The Watsons, on the other hand, have for upwards of 20 years
let
it be known to the three local authorities concerned that, subject
only
to a limitation of numbers imposed by their available
accommodation, their
home is open to all comers amongst children
in care. They have in a very
real sense been concerned with the
provision of facilities and services to
a section of the public in
their own private household. This no doubt is
an unusual
situation. It may seem strange that any prospective foster
parents,
more selective, less humane, charitable and public spirited than
the
Watsons, might be entitled to say " No black children",
but that the
Watsons, because of their past generosity, would be
precluded from saying
so. This, however, would impose no hardship
on the Watsons. They have
courageously resisted the highly
improper pressure and incitement to
discriminate which they have
suffered at the hands of the appellant. The
last thing that the
Watsons would willingly do is to discriminate against
any child on
the ground of his colour, race or ethnic or national origins ;
nor
do I believe that it is in the least likely that anyone else who has
acted
as the Watsons have done would feel otherwise.
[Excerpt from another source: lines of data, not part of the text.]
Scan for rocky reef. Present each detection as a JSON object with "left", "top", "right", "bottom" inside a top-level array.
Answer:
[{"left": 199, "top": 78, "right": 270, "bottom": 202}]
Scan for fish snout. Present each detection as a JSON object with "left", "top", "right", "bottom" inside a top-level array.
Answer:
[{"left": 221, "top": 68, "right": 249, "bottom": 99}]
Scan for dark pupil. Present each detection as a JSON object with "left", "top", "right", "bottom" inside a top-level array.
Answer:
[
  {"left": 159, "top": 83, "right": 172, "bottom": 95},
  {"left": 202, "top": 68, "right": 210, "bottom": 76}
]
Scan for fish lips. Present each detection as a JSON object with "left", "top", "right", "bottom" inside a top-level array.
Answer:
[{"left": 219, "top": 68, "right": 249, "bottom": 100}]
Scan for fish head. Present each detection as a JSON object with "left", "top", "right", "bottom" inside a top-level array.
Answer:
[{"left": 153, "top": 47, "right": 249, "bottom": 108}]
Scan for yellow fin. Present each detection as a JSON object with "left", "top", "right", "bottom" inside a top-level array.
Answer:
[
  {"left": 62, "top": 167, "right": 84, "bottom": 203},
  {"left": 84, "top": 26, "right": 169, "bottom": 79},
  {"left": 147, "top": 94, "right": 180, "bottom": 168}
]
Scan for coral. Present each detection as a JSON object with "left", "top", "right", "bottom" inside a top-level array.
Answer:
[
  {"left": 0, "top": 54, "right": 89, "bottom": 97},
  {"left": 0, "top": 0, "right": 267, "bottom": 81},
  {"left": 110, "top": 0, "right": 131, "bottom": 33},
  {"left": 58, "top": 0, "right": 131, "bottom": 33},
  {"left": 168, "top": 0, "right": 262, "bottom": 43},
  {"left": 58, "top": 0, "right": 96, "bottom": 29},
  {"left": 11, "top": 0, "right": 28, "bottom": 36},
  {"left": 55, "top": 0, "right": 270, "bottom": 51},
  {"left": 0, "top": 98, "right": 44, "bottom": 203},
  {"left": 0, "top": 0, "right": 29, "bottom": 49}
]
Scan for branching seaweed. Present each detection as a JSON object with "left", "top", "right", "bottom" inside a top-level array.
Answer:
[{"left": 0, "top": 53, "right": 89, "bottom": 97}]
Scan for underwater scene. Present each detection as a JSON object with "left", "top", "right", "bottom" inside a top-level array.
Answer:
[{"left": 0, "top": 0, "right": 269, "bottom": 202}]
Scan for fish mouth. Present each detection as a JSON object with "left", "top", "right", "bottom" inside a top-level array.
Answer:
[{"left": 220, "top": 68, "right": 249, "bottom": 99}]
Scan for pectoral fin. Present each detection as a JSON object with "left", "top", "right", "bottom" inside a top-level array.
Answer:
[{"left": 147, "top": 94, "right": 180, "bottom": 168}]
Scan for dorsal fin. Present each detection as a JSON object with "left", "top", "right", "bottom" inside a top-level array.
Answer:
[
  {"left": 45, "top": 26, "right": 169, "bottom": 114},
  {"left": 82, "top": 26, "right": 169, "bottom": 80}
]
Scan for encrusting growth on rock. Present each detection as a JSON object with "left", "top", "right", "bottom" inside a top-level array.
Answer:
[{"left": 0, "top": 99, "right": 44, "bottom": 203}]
There could,
however,
be nothing to prevent them from deciding to discontinue
or curtail the
provision of the facilities and services which they
have been concerned to
provide
in the past. They could not, however, lawfully discriminate
between
black and white children in taking such a decision. This
is because they
are and have for long past been concerned with the
provision of facilities and
services to a section of the public in
their own private household. They
therefore come within the sphere
of section 2(1) and not, to my mind,
within any of the express or
implied exceptions to that section contained
in any of the other
provisions of the Act.
22
I
entertain no doubt at all but that the children sent by the local
authorities
to the Watsons were persons seeking, through the local
authorities, to obtain
or use facilities or services. Had the
Watsons, on account of the
appellant's behaviour, turned them away
because of their colour, they would
have been refusing to provide
facilities and services to a section of the
public for whom they
were concerned to supply such facilities and services.
I
am by no means sure that local authorities are a section of the
public.
No doubt the members of any local authority are a section
of the public
but each local authority has a separate identity
just as a company is a
different entity from its corporators. Even
if local authorities may be
regarded as a section of the public
and as seeking to obtain facilities or
services for themselves, I
doubt whether the Watsons, if they refused to
foster coloured
children in the care of those local authorities would
be
discriminating against them unless it could be shown that they
were willing
to foster coloured children in the care of other
local authorities. It is,
however, unnecessary to express a
concluded view on this point because
I am satisfied that the local
authorities were seeking facilities and services
on behalf of the
children in their care. Accordingly, the appellant was
inciting
the Watsons to refuse facilities or services to any coloured
child
seeking such facilities or services through the local
authority which had him
in care. And this, in the special
circumstances of this case, is something
which, in my view, the
Watsons could not lawfully have done.
My Lords, for these reasons, I would dismiss the appeal.